Ms Pulford’s office awarded the $148,395 contract to the University of Bristol, after refusing to join other state agriculture ministers in signing off on the release of a nationally agreed draft poultry welfare standard, based on an Australian research review.

At the time Ms Pulford said Victoria was commissioning its own review.

“To ensure we have good advice to support our participation in the national process, Agriculture Victoria will conduct a short desktop review of the published science,” she said at the time.

But since then it appears Ms Pulford has had a change of heart, with the work contracted out to Bristol University, which delivered a 321-page report based on a literature review of 350 research papers on laying hens.

Almost two-thirds of the papers were published by Europeans and about 22 per cent by North Americans.

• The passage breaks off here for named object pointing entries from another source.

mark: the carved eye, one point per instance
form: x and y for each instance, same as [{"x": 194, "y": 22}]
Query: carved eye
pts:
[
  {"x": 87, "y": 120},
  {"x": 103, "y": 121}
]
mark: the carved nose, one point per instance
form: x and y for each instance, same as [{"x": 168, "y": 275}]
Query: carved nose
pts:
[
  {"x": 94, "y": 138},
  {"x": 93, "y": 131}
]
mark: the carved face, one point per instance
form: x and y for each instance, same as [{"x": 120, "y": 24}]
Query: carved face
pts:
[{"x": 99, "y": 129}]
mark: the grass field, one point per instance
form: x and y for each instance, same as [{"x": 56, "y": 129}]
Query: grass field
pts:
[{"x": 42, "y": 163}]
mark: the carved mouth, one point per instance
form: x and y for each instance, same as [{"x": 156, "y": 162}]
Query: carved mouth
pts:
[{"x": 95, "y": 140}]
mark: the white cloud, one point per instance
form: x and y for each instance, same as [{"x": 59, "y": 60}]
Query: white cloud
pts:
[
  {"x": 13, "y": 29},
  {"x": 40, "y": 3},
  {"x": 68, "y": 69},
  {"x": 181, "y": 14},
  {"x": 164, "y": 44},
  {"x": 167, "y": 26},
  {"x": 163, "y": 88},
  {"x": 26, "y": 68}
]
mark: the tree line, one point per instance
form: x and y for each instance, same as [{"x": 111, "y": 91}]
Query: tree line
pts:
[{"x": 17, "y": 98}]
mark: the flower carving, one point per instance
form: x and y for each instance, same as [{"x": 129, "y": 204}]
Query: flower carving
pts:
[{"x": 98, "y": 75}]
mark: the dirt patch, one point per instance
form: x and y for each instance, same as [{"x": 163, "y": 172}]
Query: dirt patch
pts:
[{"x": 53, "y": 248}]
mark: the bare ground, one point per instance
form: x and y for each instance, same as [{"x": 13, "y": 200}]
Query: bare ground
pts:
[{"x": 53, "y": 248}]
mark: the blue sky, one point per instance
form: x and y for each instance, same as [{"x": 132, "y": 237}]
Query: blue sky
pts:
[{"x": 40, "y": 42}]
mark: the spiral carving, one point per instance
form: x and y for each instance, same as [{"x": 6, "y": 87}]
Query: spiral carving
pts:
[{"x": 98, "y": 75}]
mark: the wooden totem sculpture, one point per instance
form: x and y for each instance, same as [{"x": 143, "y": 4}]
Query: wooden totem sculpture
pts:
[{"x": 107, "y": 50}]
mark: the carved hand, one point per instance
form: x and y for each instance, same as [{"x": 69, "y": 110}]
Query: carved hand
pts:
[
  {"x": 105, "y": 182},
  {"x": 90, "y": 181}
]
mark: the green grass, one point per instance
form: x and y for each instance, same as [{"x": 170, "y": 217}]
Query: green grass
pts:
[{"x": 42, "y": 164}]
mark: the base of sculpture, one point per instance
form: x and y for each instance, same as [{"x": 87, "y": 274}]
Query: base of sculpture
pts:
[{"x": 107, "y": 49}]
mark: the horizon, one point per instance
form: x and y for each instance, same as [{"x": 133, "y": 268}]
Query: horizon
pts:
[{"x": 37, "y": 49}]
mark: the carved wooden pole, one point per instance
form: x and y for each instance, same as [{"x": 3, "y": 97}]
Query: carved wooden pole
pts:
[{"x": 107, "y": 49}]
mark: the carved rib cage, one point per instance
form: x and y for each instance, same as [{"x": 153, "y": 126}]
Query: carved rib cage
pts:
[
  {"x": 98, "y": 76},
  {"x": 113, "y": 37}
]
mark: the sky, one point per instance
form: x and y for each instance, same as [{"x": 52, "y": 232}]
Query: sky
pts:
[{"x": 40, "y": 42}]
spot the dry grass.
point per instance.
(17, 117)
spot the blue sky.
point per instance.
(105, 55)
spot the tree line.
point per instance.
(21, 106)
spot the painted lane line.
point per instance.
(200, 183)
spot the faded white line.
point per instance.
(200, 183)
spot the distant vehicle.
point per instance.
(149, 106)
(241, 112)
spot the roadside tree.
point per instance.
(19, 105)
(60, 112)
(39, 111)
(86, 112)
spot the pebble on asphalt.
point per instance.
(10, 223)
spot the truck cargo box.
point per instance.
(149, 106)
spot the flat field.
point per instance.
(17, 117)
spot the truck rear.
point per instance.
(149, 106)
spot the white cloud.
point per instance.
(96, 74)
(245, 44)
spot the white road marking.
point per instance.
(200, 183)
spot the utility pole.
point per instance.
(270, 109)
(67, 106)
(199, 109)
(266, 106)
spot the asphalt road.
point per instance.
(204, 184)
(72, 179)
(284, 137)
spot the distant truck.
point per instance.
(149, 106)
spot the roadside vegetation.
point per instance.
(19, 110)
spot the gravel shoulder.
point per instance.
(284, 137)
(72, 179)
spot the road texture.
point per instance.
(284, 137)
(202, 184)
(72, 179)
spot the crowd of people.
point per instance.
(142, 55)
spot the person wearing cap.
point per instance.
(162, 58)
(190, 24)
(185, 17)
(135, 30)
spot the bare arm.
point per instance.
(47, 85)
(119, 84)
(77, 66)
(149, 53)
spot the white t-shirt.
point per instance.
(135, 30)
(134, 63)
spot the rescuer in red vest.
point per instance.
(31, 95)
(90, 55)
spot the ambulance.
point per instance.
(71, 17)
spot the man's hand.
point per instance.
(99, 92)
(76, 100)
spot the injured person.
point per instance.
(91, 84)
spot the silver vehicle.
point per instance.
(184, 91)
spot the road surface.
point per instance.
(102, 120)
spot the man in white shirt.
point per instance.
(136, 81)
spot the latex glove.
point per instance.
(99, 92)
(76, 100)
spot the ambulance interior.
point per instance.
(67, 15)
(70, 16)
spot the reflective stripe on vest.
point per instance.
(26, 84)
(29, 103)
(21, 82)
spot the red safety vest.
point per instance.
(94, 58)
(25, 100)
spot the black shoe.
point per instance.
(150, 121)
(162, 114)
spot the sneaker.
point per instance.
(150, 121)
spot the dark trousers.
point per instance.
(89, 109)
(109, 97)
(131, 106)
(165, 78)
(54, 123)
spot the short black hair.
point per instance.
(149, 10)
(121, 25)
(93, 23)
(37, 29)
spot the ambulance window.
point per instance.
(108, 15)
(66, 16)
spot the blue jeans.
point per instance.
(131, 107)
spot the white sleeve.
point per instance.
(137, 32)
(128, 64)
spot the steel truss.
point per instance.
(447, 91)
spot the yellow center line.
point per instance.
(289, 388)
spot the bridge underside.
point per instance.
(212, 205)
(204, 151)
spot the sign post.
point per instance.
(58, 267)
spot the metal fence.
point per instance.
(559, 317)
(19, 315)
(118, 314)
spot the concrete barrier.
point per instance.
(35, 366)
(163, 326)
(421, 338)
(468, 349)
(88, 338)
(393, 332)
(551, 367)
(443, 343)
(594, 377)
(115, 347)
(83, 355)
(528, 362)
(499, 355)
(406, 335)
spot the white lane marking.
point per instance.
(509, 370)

Just 6.3 per cent were by Australian researchers.

The study found conventional cages prevented “birds from performing basic movements essential for good health, and denies birds the possibility of expressing their behavioural needs”.

Victorian Farmers Federation egg group vice-president Brian Ahmed said it appeared Ms Pulford “went to Bristol, because they would give her the answer she wanted”.

In the meantime, delays in releasing the draft national poultry welfare standard, which was initiated in March 2013, has brought investment in the Victorian egg industry to a halt.

Mr Ahmed said he and other farmers were not going to invest in caged or free-range systems until they knew where the State Government was headed.

Mr Ahmed, who produces caged and free-range eggs said the reality was caged-egg farms still produced the bulk of the nation’s eggs.